TodayReid Hoffman, Founder of LinkedIn, offered a creative, entrepreneurially -focused stimulus plan for the US economy, via TechCrunch:

1) Ramp up small business lending, presumably via govt subsidies.

2) Abolish the limit on H-1B worker visas and replace it with a 10% payroll tax. Funnel the proceeds of said tax to US worker education.

3) Matching funds for Angel Investment and Venture Capital.

Personally, I like first two ideas, but I'm luke warm on the third. As the eminent VC Fred Wilson of Union Square Ventures explained in his blog, A VC:

The venture capital business, thankfully, does not need any more capital. It's got too much money in it, not too little.

The venture capital business is an asset class where the top 10-20 percent of the firms make 80%+ of the returns. 

The top venture firms don't want, don't need, and are never going to take government money. The same is true of the top entrepreneurs.

The worst firms, on the other hand, will gladly accept government money.
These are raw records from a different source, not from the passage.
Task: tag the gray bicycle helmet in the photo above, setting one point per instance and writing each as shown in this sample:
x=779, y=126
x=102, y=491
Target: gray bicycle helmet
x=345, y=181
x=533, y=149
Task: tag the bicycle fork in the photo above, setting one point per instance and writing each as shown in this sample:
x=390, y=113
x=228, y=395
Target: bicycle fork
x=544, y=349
And that is what is going to happen with all of these government efforts to pour more money into the "innovation sector". That money will go to bad investors and weak entrepreneurs and management teams for the most part. It's a problem of adverse selection.

To a certain degree, I think Wilson is right: government $$$ will undermine market discipline. However, I think this is true with the more direct government investment of the traditional stimulus variety as well. 
What is market discipline, exactly? you ask. Here's how the idea works…

a) money is scarce (i.e. the supply of it is limited)

b) because money is scarce, investors must actually compete to get their hands on said $$$ 

c) this combination of scarcity and competition pushes investors to be picky about what they invest in

d) investor picky-ness leads to better decision-making and smarter investment economy-wide 

e) bad investors and bad companies tend to die, leading to a darwinian business ecosystem and the hyper-efficient delivery of goods and services to consumers (i.e. the people) that capitalism is famous for

The obverse of market disciple is central planning, where governments decide what companies to fund, what industries to promote and what goods to produce. (See also "socialism.") 

In a capitalist system, consumers choose the winners and losers––and thus it is the individual consumers needs and wants that are served and met. 

In a socialist system or a centrally planned economy, the government chooses the winners and losers––and thus it is the individual government official's (the decisionmaker) needs and wants that are served and met. Hence, bribery and corruption were endemic parts of the centrally planned economies of the Soviet Union. 

In truth, however, market forces are at work in both systems––the variable is who, exactly, is the consumer? In capitalism, buying power is diffused throughout society; in socialism, buying power is centralized in the government's hands. 

Moreover, no system is pure. Capitalism and socialism exist as poles on a spectrum, with a particular society fitting somewhere in between.

Why is this relevant? Because the government "economic stimulus package" necessarily represents a shift on the spectrum away from free-market capitalism and towards central planning & socialism. This may or may not be a good thing, depending on how you see the world. But it is a fact.

The real question, however, is how far will the US slide down the economic spectrum towards socialism? To what extent will the government try to preserve its commitment to free markets? Laziness_1

While it is an imperfect solution and while Fred Wilson is right to point out that government intervention in the market will lead to some increased investor sloppiness, I offer that Reid Hoffman is really onto something here with this matching funds idea for venture capital and other entrepreneurial investment.

The government is gonna pump billions of $$$ into the economy one way or another. Either we can put that money into proven wealth destroying firms like GM or we can dip our hand into the more uncertain waters of entrepreneurship. 

At the very least, it would pit the masses of would-be entrepreneurs in competition against each other––a competition that would likely kill-off a higher percentage of losers and produce many more winners than the high barrier-to-entry (it costs a lot money to get a meeting with a congressman or a senator––money that startups, by their very nature, do not and will never have, but that established if dying firms usually do) game of lobbying for congressional $$$ that's being played now in Washington. 

Startups unite!––and let's go get some of that government cheese!